Haringey: Planning committee faces crunch over Wood Green redevelopment plans

Haringey: Planning committee faces crunch over Wood Green redevelopment plans

special meeting of Haringey Council’s planning sub-committee will take place on Monday night with the entire agenda deemed confidential under the Local Government Act 1972. What’s going on?

Behind closed civic centre doors, the matter to be debated provides a snapshot of key London housing story issues – affordability, viability, profit versus social housing – which in this case dates back to June 2015, when Marks and Spencer announced the closure of its 77-year old Wood Green High Road store.

With the nearby branch of British Home Stores also closing a year later, the borough’s local plan allocated a significant stretch of the High Road for comprehensive redevelopment. An application for the M&S site duly came forward last year.

The developers proposed new ground floor retail space plus 128 homes above it, ranging from three to nine floors in height. Just nine per cent of them were rated “affordable”, and even that low level was deemed “unviable” in an assessment by property consultants Savills. The council’s independent assessment by BNP Paribas challenged a number of the applicant’s assumptions, but it was nonetheless agreed that the plan was not commercially viable.

Council officers discussed changes to the plan with the applicant, and this resulted in a revised, slightly smaller scheme, that was still technically unviable but had fewer one-bed units and an uplift to 25 per cent affordable housing, with the council having first refusal on the purchase of those for rent, achieved by reducing profit levels.

It still wasn’t good enough for planning committee councillors, and in October they rejected the revised scheme by seven votes to four against officers’ recommendations and despite warnings that the council’s 40 per cent affordable policy applies across the borough as a whole, not to every individual site.

Now, with an appeal against that rejection pending, legal advice contained in confidential reports apparently describes the committee’s stance as a “doomed case”, with no arguments available to counter the viability assessments and therefore “no realistic prospect of success” should it seek to resist the appeal.

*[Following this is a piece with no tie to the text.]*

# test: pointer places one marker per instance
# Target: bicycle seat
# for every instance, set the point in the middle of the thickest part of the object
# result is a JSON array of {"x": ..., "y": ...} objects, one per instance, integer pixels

With the risk of legal costs awarded against the council possibly reaching £300,000 and the applicant reserving its right to alter the affordable housing offer, tomorrow’s closed doors meeting will seek councillor agreement to drop its objection to the affordability level as it stands.

A second reason for refusal, on the basis of “overdevelopment” of the site, would remain. Will councillors settle for 25 per cent of something rather than 40 per cent of nothing, or stick to their guns? We’ll know by the end of Monday night.